Oil is a crucial global commodity. In the race to become global super power, gaining energy security is a topmost concern. No wonder the crude prices are so widely tracked across the globe. Crude prices, after a long duration, seem to be softening. For India which is dependent on imports for around 80% of the crude oil requirement, this is a positive development. When crude prices go up, the country needs to shell out more and more money on oil imports. Not just that, since fuel product prices are not market determined, the Government needs to compensate state run oil marketing companies for the under recoveries. The rising fuel subsidy bill has been a significant drag on the country's financial health. It is one of the key culprits of rising fiscal deficit, something that brought country on the verge of a rating downgrade. Hence, the softening of crude prices is a positive for the country's financial health.
Currently, the country is facing challenges on multiple fronts - high fiscal deficit, current account deficit and decline in GDP growth rate to mention a few. As crude prices come down, it will keep inflationary pressure under check. This will give more room to Reserve Bank of India (RBI) to cut interest rates which is crucial to promote investments and capital formation which ultimately will promote growth.
However, as far as impact on upstream and downstream segment is concerned, as suggested by an article in Livemint, it will depend on the extent of crude price decline and subsidy sharing formula which is not fixed.
Impact on upstream segment
The decline in crude prices will lower gross realizations for upstream companies. However, the state run upstream oil companies like Oil and Natural Gas Corporation are made to compensate oil refining companies for the under recoveries incurred on selling regulated fuel at prices below market rates. This effectively lowers their net realizations and erodes bottomline. Hence, while losses on subsidies will come down for upstream segment as crude prices soften, the final impact on net realizations will depend upon extent of crude price decline and share in the subsidies which are not fixed.

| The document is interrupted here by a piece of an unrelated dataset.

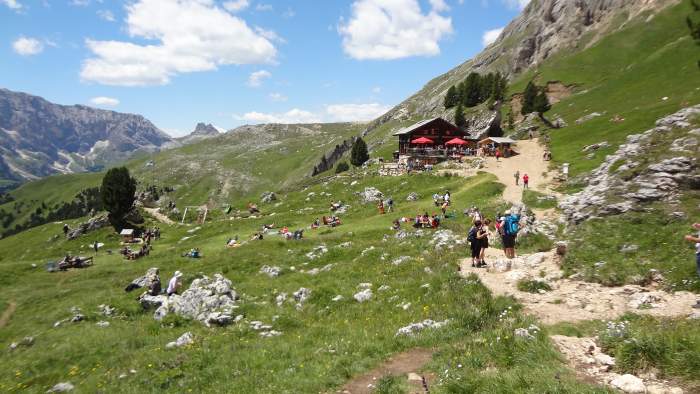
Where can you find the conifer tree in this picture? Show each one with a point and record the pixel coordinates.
(359, 154)
(118, 195)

Impact on downstream segment
The state run oil refining companies like Bharat Petroleum Corporation Ltd and Hindustan Petroleum Corporation Ltd have to sell certain fuels at fixed prices. In the case of rising oil price scenario, input costs for these companies go up and cannot be recovered from end customers. While these companies do receive compensation from the Government, it comes after a long delay. In the meantime, the companies have to borrow money to fund their working capital needs that leads to huge interest expenses. As fuel prices come down, we expect relief on the borrowings and interest costs front. That said, the impact on bottomline will again depend on extent of crude price decline and subsidy sharing formula which is not fixed.
To conclude, a decline in crude oil prices will be a positive for the country. That said, crude prices are known for being volatile and whether the trend stays or not is something that time will tell.